Consider x^{2}+9x+20. Factor the expression by grouping. First, the expression needs to be rewritten as x^{2}+ax+bx+20. To find a and b, set up a system to be solved.

1,20 2,10 4,5

Since ab is positive, a and b have the same sign. Since a+b is positive, a and b are both positive. List all such integer pairs that give product 20.

1+20=21 2+10=12 4+5=9

Calculate the sum for each pair.

a=4 b=5

The solution is the pair that gives sum 9.

\left(x^{2}+4x\right)+\left(5x+20\right)

Rewrite x^{2}+9x+20 as \left(x^{2}+4x\right)+\left(5x+20\right).

x\left(x+4\right)+5\left(x+4\right)

Factor out x in the first and 5 in the second group.

\left(x+4\right)\left(x+5\right)

Factor out common term x+4 by using distributive property.

4\left(x+4\right)\left(x+5\right)

Rewrite the complete factored expression.

4x^{2}+36x+80=0

Quadratic polynomial can be factored using the transformation ax^{2}+bx+c=a\left(x-x_{1}\right)\left(x-x_{2}\right), where x_{1} and x_{2} are the solutions of the quadratic equation ax^{2}+bx+c=0.

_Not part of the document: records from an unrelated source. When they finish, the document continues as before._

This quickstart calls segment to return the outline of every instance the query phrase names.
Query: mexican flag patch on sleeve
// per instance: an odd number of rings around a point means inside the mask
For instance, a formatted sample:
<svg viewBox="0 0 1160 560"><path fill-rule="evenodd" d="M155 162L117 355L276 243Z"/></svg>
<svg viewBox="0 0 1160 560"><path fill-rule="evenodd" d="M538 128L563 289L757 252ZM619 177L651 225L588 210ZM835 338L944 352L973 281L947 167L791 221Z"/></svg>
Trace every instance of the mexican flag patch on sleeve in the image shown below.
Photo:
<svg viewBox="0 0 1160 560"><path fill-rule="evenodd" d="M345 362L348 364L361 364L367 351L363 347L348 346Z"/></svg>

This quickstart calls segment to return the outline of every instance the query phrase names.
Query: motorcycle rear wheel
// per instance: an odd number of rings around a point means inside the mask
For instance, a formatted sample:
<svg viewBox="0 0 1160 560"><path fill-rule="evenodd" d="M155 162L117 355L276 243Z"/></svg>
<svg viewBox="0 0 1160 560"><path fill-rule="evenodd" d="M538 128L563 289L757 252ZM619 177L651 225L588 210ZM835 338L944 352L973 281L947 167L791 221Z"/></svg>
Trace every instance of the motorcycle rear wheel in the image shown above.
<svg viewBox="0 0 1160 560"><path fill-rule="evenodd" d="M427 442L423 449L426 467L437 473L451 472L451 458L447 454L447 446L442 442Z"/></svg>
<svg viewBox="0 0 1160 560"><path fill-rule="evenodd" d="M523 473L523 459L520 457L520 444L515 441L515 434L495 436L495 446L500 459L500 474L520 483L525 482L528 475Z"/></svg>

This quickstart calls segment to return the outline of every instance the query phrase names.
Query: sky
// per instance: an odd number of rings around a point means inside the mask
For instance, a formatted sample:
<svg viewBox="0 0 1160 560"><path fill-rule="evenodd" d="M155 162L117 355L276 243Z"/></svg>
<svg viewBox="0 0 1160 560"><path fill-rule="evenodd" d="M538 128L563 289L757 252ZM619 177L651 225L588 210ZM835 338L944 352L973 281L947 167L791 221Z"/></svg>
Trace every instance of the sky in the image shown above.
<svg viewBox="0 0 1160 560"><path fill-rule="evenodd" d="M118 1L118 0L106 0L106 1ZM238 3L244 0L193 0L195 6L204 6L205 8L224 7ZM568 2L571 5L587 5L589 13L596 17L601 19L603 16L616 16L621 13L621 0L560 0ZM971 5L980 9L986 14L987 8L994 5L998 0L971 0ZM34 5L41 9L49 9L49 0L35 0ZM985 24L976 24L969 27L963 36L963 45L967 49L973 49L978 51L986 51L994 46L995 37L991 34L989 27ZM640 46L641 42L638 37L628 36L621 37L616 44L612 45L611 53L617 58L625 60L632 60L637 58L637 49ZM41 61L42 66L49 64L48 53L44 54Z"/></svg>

x=\frac{-36±\sqrt{36^{2}-4\times 4\times 80}}{2\times 4}

All equations of the form ax^{2}+bx+c=0 can be solved using the quadratic formula: \frac{-b±\sqrt{b^{2}-4ac}}{2a}. The quadratic formula gives two solutions, one when ± is addition and one when it is subtraction.

x=\frac{-36±\sqrt{1296-4\times 4\times 80}}{2\times 4}

Square 36.

x=\frac{-36±\sqrt{1296-16\times 80}}{2\times 4}

Multiply -4 times 4.

x=\frac{-36±\sqrt{1296-1280}}{2\times 4}

Multiply -16 times 80.

x=\frac{-36±\sqrt{16}}{2\times 4}

Add 1296 to -1280.

x=\frac{-36±4}{2\times 4}

Take the square root of 16.

x=\frac{-36±4}{8}

Multiply 2 times 4.

x=-\frac{32}{8}

Now solve the equation x=\frac{-36±4}{8} when ± is plus. Add -36 to 4.

x=-4

Divide -32 by 8.

x=-\frac{40}{8}

Now solve the equation x=\frac{-36±4}{8} when ± is minus. Subtract 4 from -36.

x=-5

Divide -40 by 8.

4x^{2}+36x+80=4\left(x-\left(-4\right)\right)\left(x-\left(-5\right)\right)

Factor the original expression using ax^{2}+bx+c=a\left(x-x_{1}\right)\left(x-x_{2}\right). Substitute -4 for x_{1} and -5 for x_{2}.

4x^{2}+36x+80=4\left(x+4\right)\left(x+5\right)

Simplify all the expressions of the form p-\left(-q\right) to p+q.